Another weekend, another set of data points for the stat hounds. There are still some holes here, but last year we were able to get virtually everything for Kotei season, so I’m hopeful that will happen again this year (the pre-Kotei EE-legal tournaments that we don’t have the data for are probably just gone).
You may also see that I’ve squeezed an extra column of data in. I figured it might be more useful than keeping more decimal points in the existing column. The “relative chance of making cut” is intended to give a quick look at where a Clan is relative to the field, regardless of the ups and down of what cut system is used at what times. It can also, therefore, be used to compare the balance of one environment to another. The “average” figure from the bottom of the “relative chance” column would then be a measure of environment balance (note that it is the average of the magnitudes, so -20% and 20% are the same for these purposes) – the higher the number, the greater deviation there is between the Clans.
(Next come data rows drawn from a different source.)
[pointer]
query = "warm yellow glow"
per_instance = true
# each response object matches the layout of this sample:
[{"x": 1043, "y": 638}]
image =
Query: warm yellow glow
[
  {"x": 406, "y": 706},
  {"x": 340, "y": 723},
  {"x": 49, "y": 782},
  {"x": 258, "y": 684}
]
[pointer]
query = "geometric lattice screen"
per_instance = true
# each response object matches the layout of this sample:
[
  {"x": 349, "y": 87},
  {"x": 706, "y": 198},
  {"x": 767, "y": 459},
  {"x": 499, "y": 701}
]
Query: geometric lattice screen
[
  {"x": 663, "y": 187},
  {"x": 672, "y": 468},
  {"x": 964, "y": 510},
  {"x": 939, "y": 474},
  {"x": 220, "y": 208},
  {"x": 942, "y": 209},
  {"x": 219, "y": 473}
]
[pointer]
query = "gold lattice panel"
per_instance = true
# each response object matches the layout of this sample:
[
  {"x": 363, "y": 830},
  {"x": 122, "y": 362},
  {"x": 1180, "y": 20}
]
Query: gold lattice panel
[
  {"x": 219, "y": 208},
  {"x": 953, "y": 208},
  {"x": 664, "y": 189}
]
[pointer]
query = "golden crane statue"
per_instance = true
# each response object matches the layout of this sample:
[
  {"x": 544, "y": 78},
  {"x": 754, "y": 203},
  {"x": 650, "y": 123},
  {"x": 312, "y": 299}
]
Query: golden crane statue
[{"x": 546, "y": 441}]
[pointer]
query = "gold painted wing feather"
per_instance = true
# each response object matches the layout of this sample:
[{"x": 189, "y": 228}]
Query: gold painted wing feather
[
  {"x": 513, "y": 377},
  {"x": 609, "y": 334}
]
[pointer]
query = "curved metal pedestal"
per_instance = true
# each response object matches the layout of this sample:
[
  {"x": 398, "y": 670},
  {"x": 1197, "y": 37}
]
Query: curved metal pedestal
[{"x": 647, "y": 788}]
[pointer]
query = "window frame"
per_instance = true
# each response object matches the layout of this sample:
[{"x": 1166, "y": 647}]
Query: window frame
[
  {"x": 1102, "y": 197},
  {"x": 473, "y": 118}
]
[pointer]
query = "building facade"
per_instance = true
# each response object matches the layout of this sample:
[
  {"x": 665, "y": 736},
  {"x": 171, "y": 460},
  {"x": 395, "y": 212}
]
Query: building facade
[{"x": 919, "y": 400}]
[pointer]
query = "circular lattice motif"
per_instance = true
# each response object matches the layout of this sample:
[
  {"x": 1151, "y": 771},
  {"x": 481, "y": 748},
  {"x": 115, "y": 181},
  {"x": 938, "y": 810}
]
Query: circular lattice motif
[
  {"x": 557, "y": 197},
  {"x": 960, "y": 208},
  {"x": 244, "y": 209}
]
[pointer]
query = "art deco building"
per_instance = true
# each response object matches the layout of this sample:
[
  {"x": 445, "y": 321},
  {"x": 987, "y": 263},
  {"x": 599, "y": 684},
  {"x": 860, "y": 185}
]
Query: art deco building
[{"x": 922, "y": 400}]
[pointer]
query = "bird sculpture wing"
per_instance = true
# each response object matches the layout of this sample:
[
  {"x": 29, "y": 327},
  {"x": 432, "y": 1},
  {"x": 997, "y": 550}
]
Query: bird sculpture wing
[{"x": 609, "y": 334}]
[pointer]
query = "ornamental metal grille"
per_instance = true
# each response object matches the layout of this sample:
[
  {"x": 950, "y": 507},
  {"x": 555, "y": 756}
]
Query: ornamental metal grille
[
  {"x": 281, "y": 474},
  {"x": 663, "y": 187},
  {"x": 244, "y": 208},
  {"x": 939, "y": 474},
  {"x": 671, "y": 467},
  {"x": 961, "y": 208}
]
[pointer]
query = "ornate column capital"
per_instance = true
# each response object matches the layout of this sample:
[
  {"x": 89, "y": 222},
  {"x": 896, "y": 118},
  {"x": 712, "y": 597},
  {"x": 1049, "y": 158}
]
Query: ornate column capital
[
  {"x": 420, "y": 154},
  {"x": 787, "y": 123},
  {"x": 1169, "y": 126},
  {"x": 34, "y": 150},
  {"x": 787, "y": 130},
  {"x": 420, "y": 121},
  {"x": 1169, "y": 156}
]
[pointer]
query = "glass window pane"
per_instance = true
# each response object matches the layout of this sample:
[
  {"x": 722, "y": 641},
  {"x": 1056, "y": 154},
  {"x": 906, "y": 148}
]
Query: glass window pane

I’m not sure if it’s a very good measure, mind you (it might be better to do things like square the percentages, sum then, then take the square root; or to measure the size of a standard deviation, which would be 6.81% right now), but it’s something at least. Note that it’s especially variable now, at the start of an environment, and its hard to assign any normative value to the numbers without comparison points for other environments – but this way I’ll start getting the numbers up now, and then we can go back and compare later. Also note that an additional possible reduction in value of the figure is that it goes deeper than a typical “feel” of balance might be, and so it might not line up with your (or my) impressions of whether an environment is balanced. In particular, a single really busted deck probably doesn’t move the “average” figure as much ones impressions might feel like it should. I’m open to suggestions of a better way to assign a single number to the concept of “environment balance.”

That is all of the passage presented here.